We started to shard one more of our big collections in our database. Database has 26 collections and some of them are already sharded.
Now every night (UTC) we let the balancer run:

{ "_id" : "balancer", "activeWindow" : { "start" : "18:00", "stop" : "7:00" }, "stopped" : false }

The collection we now added has around 140 mio documents.
"avgObjSize" : 378.40800250149164,
"size" : 52424250472,

What we now see, is that outside the Balancer window the homeshard is doing its cleanup rounds.

Thus we see a lot writes and reads via mongotop on this collection.
We profiled the access patterns and think that >80% of the writes are coming from the cleanup job.

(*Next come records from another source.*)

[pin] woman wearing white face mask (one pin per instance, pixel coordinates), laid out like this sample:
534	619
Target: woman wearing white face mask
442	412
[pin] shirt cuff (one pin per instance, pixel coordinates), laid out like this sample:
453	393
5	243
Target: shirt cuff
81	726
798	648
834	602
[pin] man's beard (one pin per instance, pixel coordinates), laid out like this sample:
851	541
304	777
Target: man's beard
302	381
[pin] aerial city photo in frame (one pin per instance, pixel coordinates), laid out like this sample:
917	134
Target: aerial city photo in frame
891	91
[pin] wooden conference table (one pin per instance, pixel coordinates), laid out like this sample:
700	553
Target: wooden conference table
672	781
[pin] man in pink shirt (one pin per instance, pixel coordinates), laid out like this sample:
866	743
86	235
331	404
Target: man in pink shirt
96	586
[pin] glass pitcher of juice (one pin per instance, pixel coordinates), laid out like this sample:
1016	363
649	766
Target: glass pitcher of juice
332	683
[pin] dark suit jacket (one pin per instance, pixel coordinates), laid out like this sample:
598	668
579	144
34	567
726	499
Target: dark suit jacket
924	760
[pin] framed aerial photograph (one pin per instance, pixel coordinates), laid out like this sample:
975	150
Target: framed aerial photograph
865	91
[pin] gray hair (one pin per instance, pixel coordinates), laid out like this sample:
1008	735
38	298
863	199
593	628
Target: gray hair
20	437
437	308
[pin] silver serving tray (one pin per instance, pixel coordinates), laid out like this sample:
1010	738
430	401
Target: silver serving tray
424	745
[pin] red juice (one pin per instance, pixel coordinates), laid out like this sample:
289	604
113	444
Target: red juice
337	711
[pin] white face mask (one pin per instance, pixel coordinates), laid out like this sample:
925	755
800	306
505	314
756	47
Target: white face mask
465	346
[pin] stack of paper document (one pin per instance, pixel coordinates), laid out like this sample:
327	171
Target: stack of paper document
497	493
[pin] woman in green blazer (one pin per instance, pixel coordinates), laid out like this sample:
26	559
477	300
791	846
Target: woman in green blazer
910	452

some output dbtop (webinterface) for this collection:

total		Reads		Writes		Queries		GetMores		Inserts		Updates		Removes
2259	84.9%	1987	49.9%	272	34.9%	682	37.9%	5	2.7%	0	0%	40	8.3%	0	0%
 
2320	84.1%	1479	47.9%	841	36.3%	530	28.9%	3	11.3%	0	0%	6	0.2%	0	0%

In the logfile of the server process (primary) we find the following entry:

Tue Aug 27 15:08:25.610 [cleanupOldData-5219670bedeed3fdea9d337b] moveChunk starting delete for: database.CollectionToshard from { targetUid: -5232965359423252304 } -> { targetUid: -5219148617130848963 }
....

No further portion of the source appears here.